Aucune administration n’est parfaite. Les Américains devraient par exemple s’opposer à la lenteur de l’approbation de chaque nouveau système d’armes pour l’Ukraine. Mais sur chaque théâtre clé, la politique de Biden est fondamentalement saine. Nous devons soutenir l’Ukraine aussi longtemps que nécessaire pour préserver son indépendance face aux assauts russes. Nous devons soutenir Israël dans sa réponse aux massacres, notamment en soutenant une offensive légale au cœur de Gaza. Et nous devons continuer à renforcer les alliances dans le Pacifique pour renforcer les capacités militaires de nos alliés et partager le fardeau de la défense collective.
Et nous devrions faire ces choses tout en articulant une vision morale qui soutient nos actions. C’est exactement ce qu’a fait jeudi John Kirby, le coordinateur de la communication stratégique du Conseil de sécurité nationale. Tout d’abord, dans une interview sur « Morning Joe », il a décrit les efforts visant à aider les civils de Gaza – un impératif humanitaire et juridique. Il a clairement indiqué que les États-Unis s’efforçaient de préserver la vie civile, comme ils le devraient.
Plus tard jeudi, il a également fourni un contexte moral plus large. Interrogé lors d’une conférence de presse sur l’observation de Biden selon laquelle des innocents continueront de mourir alors qu’Israël poursuit ses attaques, Kirby a répondu avec des faits que nous ne pouvons pas oublier : « Ce qui est dur, c’est la façon dont le Hamas utilise les gens comme boucliers humains. Ce qui est dur, c’est de prendre quelques centaines d’otages et de laisser les familles anxieuses, attendant et inquiètes de savoir où se trouvent leurs proches. Ce qui est dur, c’est d’assister à un festival de musique et de massacrer un groupe de jeunes juste pour profiter d’un après-midi.»

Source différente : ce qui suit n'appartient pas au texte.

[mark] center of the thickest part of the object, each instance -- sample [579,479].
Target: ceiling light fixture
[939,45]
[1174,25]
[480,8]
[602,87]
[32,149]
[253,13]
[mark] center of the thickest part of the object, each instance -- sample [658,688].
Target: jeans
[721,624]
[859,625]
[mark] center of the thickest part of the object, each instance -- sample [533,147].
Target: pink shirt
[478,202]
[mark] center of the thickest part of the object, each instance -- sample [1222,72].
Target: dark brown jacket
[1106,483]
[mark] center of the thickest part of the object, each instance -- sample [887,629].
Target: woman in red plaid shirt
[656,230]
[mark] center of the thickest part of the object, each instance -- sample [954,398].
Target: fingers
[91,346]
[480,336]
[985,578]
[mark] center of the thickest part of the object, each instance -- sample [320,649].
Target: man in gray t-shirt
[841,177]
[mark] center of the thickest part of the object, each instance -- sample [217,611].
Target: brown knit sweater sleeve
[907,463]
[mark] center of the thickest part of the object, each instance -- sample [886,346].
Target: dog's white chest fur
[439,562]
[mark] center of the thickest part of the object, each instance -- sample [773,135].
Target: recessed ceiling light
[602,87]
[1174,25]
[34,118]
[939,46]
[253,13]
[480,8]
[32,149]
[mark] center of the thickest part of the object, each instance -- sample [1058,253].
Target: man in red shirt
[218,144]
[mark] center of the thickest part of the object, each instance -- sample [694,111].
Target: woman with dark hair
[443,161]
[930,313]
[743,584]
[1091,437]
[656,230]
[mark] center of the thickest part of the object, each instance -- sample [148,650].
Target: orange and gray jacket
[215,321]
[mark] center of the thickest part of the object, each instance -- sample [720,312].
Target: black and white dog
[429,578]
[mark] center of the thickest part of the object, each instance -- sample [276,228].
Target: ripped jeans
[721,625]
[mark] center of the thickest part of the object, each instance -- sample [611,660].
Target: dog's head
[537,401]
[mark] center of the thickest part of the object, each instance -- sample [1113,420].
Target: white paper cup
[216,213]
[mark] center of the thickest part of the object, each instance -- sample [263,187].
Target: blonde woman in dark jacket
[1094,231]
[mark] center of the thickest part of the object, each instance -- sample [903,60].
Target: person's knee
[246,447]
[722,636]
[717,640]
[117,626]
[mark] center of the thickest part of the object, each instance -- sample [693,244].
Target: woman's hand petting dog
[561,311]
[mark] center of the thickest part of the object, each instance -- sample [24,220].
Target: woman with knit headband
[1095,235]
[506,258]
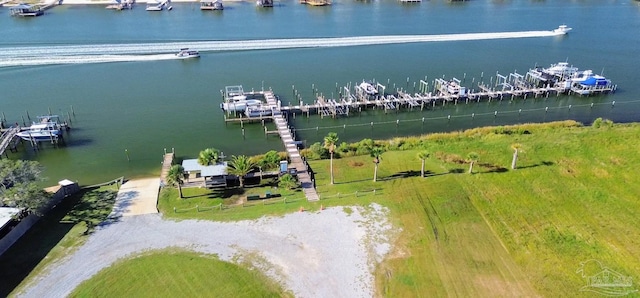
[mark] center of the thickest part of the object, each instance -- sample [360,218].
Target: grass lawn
[163,274]
[63,229]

En paroles et en actes, l’administration Biden parvient à corriger l’équation morale. Il devrait y avoir une plus grande pression sur le Hamas pour qu’il libère les otages et renoncer au contrôle de Gaza que sur Israël pour qu’il arrête son offensive. Le Hamas n’avait aucun droit légal ou moral de lancer son attaque délibérée contre des civils israéliens. Elle n’a aucun droit légal ou moral de s’encastrer dans la population civile pour se cacher des attaques israéliennes. Israël, en revanche, a parfaitement le droit de détruire le Hamas d’une manière conforme aux lois de la guerre.
Si Biden parvient à persévérer face au chaos et à la confusion de la guerre à l’étranger et de la polarisation intérieure, tout en préservant un niveau de croissance économique étonnant par rapport au reste du monde, il aura sa propre histoire à raconter. Chicago, un pays qui devrait l’emporter sur l’adversité d’un moment donné ou sur l’inquiétude générée par un sondage donné. Si Biden peut faire son travail, alors il pourra monter sur scène à Chicago avec son propre discours simple en faveur de sa réélection : face à la maladie, à la guerre, à l’inflation et à la division, l’économie prospère – et la démocratie est vivante.